This is a College Course?
Young people who want to spend their college years to undergoing radical intellectual transformations do so typically through the study of liberal arts. No other academic scheme is able to challenge the preconceived notions that young people have in quite the same way as the introspective, penetrating dialogues found in Plato’s Republic or in Freud’s Civilization and Its Discontents. Only within the course listings of the liberal arts infrastructure would burgeoning humanists be able to find such prime opportunities to alter how they think, feel, and live.
The study of Greek philosophy and psychology are highly valued disciplines, but what about the new Tufts University course, “Demystifying the Hipster?” On its face, the title does not suggest that the course would further the objective (rooted in classical antiquity) of educating a civically and politically engaged populace.
The mission, as stated in the course description is, to have students “interrogate contemporary writing – both academic and popular – that claims to define the hipster, examining these arguments alongside exemplary cultural texts that have warranted the hipster label.”
What is equally as disturbing is that the list of bizarre courses available to college students goes beyond the Tufts campus.
Students at the University of California Berkeley can take “Arguing with Judge Judy,” which is not meant to instruct students about the legal system, but about logical fallacies that often occur on the show.
The University of Virginia offers, “GaGa for Gaga: Sex, Gender, and Identity.” Students “analyze how the musician pushes social boundaries with her work.” Surely, there is another way of achieving the same end, with more intellectually stimulating means.
This writerfinds it difficult to believe that Petrarch would have been supportive of a class about Lady Gaga. Often dubbed the “Father of Humanism,” Petrarch’s erudition was unmatched during his lifetime.
He wrote letters to Cicero, Virgil, and St. Augustine, engaging in “dialogues” with the men he saw as his heroes.
Petrarch was convinced that to devote the mind to enrichment and fulfillment was instrumental in the way one lived his/her life. His studies were treated not just as mere intellectual fancy, but as guides to help one lead a virtuous life. Today, the liberal arts may purport to do the same, but they do so in an environment that is far less amenable to subjects with little practical or utilitarian value.
Thomas Jefferson, arguably America’s most famous Founding Father, was also a true intellectual; in fact “Cicero was Jefferson’s favorite classical scholar.” Jefferson, at one point,“acquired the largest personal collection of books in the United States.”
There were texts on virtually every subject from natural philosophy (science) and medicine to astronomy and ethics.

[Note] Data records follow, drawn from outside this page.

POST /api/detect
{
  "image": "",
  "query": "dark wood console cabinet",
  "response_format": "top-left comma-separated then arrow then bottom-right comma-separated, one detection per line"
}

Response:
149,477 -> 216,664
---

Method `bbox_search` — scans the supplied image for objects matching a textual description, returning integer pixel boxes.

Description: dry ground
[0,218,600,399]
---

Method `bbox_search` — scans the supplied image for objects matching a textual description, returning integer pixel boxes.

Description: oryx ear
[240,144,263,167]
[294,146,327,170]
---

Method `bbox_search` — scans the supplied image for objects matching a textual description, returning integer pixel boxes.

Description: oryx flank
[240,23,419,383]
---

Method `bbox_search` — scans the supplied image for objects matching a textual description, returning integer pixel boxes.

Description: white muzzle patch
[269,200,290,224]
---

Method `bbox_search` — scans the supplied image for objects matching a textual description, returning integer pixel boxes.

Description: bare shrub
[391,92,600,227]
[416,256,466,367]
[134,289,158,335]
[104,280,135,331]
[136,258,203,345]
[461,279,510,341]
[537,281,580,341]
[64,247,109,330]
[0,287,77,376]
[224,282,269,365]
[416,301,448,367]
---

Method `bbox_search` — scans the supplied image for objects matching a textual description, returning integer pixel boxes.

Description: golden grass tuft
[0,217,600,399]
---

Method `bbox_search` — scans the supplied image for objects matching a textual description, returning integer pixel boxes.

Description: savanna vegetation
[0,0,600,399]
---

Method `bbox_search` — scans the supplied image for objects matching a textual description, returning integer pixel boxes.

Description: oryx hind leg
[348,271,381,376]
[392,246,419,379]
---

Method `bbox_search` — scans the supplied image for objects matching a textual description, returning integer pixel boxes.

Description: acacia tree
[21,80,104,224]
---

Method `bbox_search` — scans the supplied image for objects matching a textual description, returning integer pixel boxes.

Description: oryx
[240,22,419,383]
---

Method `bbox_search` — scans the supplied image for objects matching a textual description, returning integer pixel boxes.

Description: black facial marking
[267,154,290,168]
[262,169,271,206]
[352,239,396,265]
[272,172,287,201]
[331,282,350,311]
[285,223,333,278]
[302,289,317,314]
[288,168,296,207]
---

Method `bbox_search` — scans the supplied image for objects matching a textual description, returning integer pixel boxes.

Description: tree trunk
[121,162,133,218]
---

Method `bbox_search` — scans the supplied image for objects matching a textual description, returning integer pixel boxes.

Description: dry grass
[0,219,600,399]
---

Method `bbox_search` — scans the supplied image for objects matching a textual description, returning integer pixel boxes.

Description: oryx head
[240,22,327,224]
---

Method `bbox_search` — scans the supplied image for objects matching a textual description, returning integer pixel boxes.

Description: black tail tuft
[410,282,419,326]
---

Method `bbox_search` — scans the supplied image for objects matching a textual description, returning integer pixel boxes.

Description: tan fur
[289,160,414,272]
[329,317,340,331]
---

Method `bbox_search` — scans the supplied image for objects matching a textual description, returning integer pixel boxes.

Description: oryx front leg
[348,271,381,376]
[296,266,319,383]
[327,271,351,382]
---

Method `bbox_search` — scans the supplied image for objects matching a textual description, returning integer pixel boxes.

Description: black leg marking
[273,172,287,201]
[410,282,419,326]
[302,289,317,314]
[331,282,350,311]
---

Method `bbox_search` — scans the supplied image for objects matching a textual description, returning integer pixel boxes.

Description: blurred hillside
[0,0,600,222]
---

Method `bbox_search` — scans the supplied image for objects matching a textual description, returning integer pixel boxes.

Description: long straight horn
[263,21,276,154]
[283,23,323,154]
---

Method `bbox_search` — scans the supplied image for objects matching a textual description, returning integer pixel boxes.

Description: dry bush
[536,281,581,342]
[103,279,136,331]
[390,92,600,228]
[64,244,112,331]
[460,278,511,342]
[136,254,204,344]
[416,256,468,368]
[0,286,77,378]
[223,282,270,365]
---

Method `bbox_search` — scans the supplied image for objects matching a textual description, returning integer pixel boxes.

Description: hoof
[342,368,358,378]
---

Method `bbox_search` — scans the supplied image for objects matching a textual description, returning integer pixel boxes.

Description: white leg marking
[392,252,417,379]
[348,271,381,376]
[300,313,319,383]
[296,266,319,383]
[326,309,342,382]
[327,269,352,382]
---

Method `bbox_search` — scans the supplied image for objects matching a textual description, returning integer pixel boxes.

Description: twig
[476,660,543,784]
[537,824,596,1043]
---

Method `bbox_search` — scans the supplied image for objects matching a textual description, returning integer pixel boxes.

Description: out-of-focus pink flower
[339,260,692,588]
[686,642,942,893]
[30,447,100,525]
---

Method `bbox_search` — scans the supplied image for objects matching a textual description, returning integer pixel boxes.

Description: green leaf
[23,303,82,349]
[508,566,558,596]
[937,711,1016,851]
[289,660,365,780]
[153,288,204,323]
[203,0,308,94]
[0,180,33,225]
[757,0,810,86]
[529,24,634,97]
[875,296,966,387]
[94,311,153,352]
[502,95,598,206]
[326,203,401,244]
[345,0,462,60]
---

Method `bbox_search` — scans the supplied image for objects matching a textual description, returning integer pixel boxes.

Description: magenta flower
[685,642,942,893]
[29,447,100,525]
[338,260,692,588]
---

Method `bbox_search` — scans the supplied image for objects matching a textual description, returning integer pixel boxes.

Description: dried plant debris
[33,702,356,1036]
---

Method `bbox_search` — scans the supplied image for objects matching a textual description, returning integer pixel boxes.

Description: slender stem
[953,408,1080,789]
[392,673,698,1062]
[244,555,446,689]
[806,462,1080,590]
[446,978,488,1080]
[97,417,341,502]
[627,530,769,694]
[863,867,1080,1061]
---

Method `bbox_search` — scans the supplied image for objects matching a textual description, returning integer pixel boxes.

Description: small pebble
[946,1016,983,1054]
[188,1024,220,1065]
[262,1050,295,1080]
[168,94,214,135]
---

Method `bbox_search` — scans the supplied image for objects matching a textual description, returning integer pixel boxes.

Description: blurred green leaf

Renowned as a gifted writer, it would became clear to the other men in attendance at the Second Continental Congress that Jefferson should be the principal author of the Declaration of Independence. His ability to pull from a large swath of knowledge that he had accumulated over many years of intense study is one reason why Jefferson’s polemic has stood the test of time as a frequent model for reassuring people all over the world that they are endowed with certain “unalienable Rights” that can’t be refutedby any ruler orgovernment.
Is the University of Virginia (as well as the other schools mentioned), Jefferson’s precious brainchild, living up to its humanistic roots?